Undoubtedly, this represents a bold and aggressive strategic investment. It also highlights Binance's urgent need to address its traffic gap and structural business issues—challenges that have undermined its profitability and forced it to make a high-stakes move to acquire English-speaking user traffic.
While buying traffic is common in internet business models, CMC's unique position as a data authority means the negative implications of its acquisition may outweigh the benefits—triggering a broader crisis of trust across the cryptocurrency ecosystem.
CoinMarketCap (CMC) built its reputation in the crypto space by earning widespread trust. Binance, on the other hand, has struggled with its own credibility.
An April 2019 report from BTI highlighted severe wash-trading on Binance, with fabricated volumes making up 25–75% of the total for 30 trading pairs. The exchange has also been plagued by server outages, security breaches, and data leaks—some of which rocked the entire industry.
By acquiring CMC, Binance is rewriting the rules. It has already changed CMC’s exchange ranking methodology, adopting web-based metrics that favor English-speaking users to crown itself as the platform’s number-one exchange.
The move sparked industry backlash. Brandon Chez, CMC’s anonymous founder, left the company after the acquisition, citing a desire to focus on his family during the COVID-19 pandemic.
Binance climbed to the top with a simple three-step user onboarding strategy that rapidly expanded its base. But today, an uneven product lineup has led to user churn and fragmented traffic. Its core business isn’t growing in line with the broader market cycle, creating strategic bottlenecks and a pressing need for new sources of users.
The real challenge is improving its underperforming and unproven products to ensure sustainable growth—not just buying English-speaking traffic through CMC while ignoring non-English users.
As mentioned, Binance’s lifeline is its users and reputation. Right now, it’s at a crossroads.
Binance once stood out with superior business models and higher traffic than its rivals.
Now, it seems to be shifting toward a different approach: “Our products might be mediocre, but we can cut off our competitors’ traffic at the source.” By funneling CMC users to Binance and monetizing them through Binance Earn, derivatives, and other high-margin services, Binance aims to boost profits—and then fund more acquisitions and investments to build its empire.
Will a Binance-controlled CMC actually channel traffic and users to help fix Binance’s product gaps? Or is Binance solely focused on profit?
Whether Binance’s post-acquisition strategy is driven by short-term gains or a long-term vision remains unclear.

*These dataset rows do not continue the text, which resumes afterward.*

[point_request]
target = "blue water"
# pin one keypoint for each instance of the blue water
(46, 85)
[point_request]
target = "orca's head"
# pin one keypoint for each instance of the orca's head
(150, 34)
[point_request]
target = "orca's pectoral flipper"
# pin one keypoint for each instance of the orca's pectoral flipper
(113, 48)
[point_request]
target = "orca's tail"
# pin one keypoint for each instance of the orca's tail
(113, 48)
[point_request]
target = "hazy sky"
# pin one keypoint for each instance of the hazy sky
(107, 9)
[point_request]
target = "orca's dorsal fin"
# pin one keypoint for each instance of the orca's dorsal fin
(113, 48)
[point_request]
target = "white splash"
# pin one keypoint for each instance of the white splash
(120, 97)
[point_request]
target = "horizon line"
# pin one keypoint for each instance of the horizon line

What is clear is that the rushed acquisition of CMC was a strategic misstep for both companies. Diverting CMC’s traffic into the Binance ecosystem disrupts its existing user base, and the wider crypto community remains unimpressed.
Major shifts in any environment happen gradually—small changes accumulate until they trigger a transformation. The slow decline of the dinosaurs, once the dominant species of the Jurassic, shows how ruthless macro-trends can be.
In today’s climate, competition is often indirect—more like boiling a frog slowly than a head-on fight. The outcome is still brutal, delivered without apology or even a polite “sorry.”
As explored in the article “Xiao Zhan Behind the Scenes: Tencent’s Fight to the Death,” profitability matters for tech giants—but sometimes, something else matters more: fulfilling the mission entrusted by the era.